La cuestión es que, con este escenario señalado, se ha dibujado un variado mosaico en el que cada uno de los protagonistas ha sido el verdadero narrador de la historia. Y en una síntesis, aunque sea apresurada, como habrán constatado quienes vieron el programa, los jóvenes que defendían el sexo a capa y espada, sexo genitalizado, no estaban bien centrados, lo cual quedaba agravado por su bajo nivel cultural. De todos modos, sabido que es que una buena formación intelectual no implica mayor moralidad. Cultura y moral, en la práctica, muchas veces aparecen enfrentadas. Pero sí es interesante señalar un prejuicio antiguo que acompaña a los defensores de la virtud. Se les ha tildado siempre de mojigatos, débiles, apocados, personas que están fuera de la onda, desenfocados respecto al escenario social en el que sus vidas se desenvuelven, como si fuesen extraños o espurios en relación al tiempo que les ha tocado vivir.

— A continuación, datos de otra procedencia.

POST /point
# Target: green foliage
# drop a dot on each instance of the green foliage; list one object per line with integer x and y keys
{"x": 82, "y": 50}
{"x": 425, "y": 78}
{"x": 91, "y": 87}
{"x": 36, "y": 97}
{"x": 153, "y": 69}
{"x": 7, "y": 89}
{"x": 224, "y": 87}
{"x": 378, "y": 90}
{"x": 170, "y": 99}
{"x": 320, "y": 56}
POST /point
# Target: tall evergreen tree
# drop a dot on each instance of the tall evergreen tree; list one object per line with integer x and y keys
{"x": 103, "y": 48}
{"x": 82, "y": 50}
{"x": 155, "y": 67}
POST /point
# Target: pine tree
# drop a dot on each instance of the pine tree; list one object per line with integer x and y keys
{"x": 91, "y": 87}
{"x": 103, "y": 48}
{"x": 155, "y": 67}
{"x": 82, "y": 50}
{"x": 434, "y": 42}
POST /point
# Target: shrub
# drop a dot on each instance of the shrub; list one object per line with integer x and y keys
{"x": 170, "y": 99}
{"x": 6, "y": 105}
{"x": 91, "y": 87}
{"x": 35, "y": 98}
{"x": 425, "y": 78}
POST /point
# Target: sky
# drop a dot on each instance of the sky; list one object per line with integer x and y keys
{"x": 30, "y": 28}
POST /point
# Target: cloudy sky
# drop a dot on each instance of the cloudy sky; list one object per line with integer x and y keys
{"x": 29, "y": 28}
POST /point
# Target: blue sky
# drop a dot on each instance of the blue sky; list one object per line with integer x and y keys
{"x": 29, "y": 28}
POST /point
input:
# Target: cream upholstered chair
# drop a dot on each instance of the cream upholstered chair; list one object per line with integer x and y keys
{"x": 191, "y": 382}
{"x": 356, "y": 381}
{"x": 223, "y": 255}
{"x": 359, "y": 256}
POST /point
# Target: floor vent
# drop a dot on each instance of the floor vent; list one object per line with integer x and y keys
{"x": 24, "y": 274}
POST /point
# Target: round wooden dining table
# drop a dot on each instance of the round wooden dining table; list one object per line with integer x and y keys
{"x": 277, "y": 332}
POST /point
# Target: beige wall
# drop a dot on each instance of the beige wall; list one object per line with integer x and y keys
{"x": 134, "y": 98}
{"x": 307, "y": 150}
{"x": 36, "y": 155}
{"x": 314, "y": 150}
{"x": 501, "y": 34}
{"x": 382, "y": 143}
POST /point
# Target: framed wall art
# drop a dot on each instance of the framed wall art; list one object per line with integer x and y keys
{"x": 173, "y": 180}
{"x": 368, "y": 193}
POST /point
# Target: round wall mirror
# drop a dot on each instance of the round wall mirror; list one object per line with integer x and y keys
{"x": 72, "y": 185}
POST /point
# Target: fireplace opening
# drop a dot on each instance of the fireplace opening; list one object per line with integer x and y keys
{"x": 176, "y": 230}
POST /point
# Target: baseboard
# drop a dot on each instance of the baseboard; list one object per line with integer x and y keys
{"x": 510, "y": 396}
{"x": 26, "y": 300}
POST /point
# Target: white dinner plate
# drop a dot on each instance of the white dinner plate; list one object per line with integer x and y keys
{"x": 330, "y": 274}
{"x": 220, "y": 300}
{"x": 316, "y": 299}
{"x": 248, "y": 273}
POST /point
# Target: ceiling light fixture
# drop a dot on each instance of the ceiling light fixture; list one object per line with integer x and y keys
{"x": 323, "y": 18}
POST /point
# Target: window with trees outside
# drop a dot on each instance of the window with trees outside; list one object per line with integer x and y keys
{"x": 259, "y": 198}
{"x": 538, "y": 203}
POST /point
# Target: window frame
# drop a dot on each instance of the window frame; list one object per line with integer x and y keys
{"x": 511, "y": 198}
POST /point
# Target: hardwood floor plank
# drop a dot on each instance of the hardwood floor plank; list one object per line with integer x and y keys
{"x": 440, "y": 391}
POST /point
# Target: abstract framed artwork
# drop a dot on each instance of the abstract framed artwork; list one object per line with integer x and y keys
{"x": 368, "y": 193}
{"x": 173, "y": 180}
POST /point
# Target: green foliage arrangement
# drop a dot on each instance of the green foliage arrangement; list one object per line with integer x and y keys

Nada más lejos de la realidad. Los jóvenes defensores de la castidad, seleccionados por el programa andaluz para dar testimonio de su vida, son como los demás. Su atractivo personal natural, indiscutible, aderezado por otros valores y cualidades fue ostensible en todo momento. Hombres y mujeres de distintas edades y estados (solteros, casados e incluso seminaristas a punto de ser ordenados), estudiantes universitarios, trabajadores, poetas y compositores, todos unidos por el mismo ideal. No es demagogia ni sutil intento de atraer a nadie por la fuerza a dejarse llevar por convicciones distintas de las que ya tiene. Es más sencillo que todo eso. El miedo maniata; no es liberador. El amor, sí. Las preguntas que formulaban las jóvenes al experto en sexualidad estaban cargadas de angustia. Temían a las consecuencias de sus actos y buscaban el modo de eludir las consecuencias de su irresponsabilidad. Algunas habían sido madres mucho antes de cumplir los veinte años y aunque en la exposición de su experiencia parecían desenfadadas, en el fondo sus respuestas eran huecas. No lograban encubrir el vacío estremecedor de una dejadez ya instalada en su corta existencia vital. Por el contrario, los jóvenes que habían sorteado de forma libre y voluntaria las dificultades que encontraron para mantener incólume su virtud por amor a las personas elegidas para realizar un proyecto de vida en común dentro del matrimonio, no destilaban amargura. Fueron sinceros y también naturales. Lo que se dice “llamar al pan, pan, y al vino, vino”. La fidelidad a algo o a alguien requiere un esfuerzo, de eso no hay duda. Estos jóvenes lo reconocieron. Pero lo que cuesta, no se olvide, es lo que más se ama y lo que mayor felicidad procura.